Handelsfursten. [BGG] A sort of generic Knizia filler card game. The game actually feels like it ends a little quickly for the number of potential opportunities for choices. In the end, it just didn't leave much of an impression, but makes a good filler. B

Container. [BGG] This is clearly a really neat economic game. It's also as try as the theme (container ships) would suggest. The system of A produces, B buys and resells to C who then auctions it to D, where A!=B, B!=C and C!=D is a little hard to wrap your head around, especially since the auction payouts are matched by the bank and the fact that your most common good type is thrown out. A little too much arbitrariness and dryness in an otherwise strong package. If I felt at all engaged, the rating would go up a lot. B-

Neue Heimant. [BGG] A cute little little auction game, but not one I enjoyed because the game has multiple sever "cliffs" in the final scoring. By that I mean an small change in where something gets built at the end of the game has a radical impact on scores. I like that kind of chaos/subtlety in the incremental mechanisms of games, but in the final scoring it's just sort of annoying. C

Witch's Brew. [BGG] A cute little role selection game with a nice cardplay twist. Unfortunately, it doesn't quite live up to its potential, in that the cardplay ends up feeling a bit too uncontrolled. But, maybe that's just inexperience. I should try this one a few more times before I make a real judgement. B+

Jamaica. [BGG] Wow. The art on this (same artist as Animalia) is beautiful and remarkably functional as well. It's definitely a "family game" but it's clever and quick. The multiple resources required to run the race and the ebb and flow of the cards makes for a nice experience. This was the biggest hit out of this crop of games. A

Cannonball Colony. [BGG] Cute little tactical conflict game. I wasn't going to call it a "wargme", but I guess it simply is. For the right person, this is probably a great game. For me, not so much. Too much pure direct conflict and the geometric and tactical nature was just not sufficiently engaging.
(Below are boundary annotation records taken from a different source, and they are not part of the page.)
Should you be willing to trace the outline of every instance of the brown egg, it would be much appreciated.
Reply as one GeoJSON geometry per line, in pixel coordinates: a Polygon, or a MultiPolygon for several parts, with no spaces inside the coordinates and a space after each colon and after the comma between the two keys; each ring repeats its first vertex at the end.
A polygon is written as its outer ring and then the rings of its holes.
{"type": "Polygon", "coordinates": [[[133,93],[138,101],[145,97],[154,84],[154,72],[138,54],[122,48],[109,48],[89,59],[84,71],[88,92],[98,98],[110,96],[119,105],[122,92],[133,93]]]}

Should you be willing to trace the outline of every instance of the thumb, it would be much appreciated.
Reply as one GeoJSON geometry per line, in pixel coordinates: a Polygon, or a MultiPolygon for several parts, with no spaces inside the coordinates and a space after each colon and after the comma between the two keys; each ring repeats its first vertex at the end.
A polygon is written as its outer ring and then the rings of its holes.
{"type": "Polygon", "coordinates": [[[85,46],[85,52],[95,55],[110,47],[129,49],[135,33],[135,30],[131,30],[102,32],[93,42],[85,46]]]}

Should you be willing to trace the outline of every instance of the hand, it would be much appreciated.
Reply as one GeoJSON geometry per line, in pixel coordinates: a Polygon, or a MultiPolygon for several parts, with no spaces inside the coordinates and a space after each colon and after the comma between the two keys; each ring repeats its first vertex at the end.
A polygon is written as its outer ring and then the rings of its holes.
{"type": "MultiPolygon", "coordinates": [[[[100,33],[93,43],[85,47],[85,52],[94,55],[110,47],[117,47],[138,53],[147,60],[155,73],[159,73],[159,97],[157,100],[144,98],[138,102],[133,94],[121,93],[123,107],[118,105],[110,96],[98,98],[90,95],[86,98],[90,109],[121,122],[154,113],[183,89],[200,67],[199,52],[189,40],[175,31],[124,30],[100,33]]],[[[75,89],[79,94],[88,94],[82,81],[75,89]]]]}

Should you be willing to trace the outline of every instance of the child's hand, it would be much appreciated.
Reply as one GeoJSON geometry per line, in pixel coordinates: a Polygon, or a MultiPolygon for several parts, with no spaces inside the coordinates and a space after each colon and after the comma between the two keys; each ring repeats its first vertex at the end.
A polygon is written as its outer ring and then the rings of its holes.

C

Shadow Hunters. [BGG] A nice fun hidden alliances game. Some players are Hunters, some are Shadows, and some are Neutral, but you don't know who, so you go around attacking each other and gathering information. I think I agree with Felix's comment that it's better than Bang!, but scratches the same itch. Plus, it plays in much less time than it claims (30 minutes, not an hour). Not a lot of depth, but it's fun and that's the point of this sort of game. B+

Thursday, October 16, 2008

BaordGameGeek and AppEngine

AppEngine is fun. I've been fiddling on a number of personal projects using it lately, some involving BoardGameGeek. A month ago, I posted there, but forgot to post here: I made a fun BGG collection comparison tool. The combination of the BGG XML API and AppEngine with urlfetch (and ElementTree) makes writing BGG "add-ons" pretty easy. I'll certainly keep writing more, but other people should write some too. Don't know python? Well, it's a nice language and worth learning. :)

And, to get you started, here's the (sloppy, not cleaned up, but functional) bggcoll.py library for fetching collection info from BGG. It lets you do things like:

coll = bggcoll.GetCollection(username)

while doing all the nice things like stuffing it in memcache, the datastore, and only refetching it from BGG if the local copy is stale.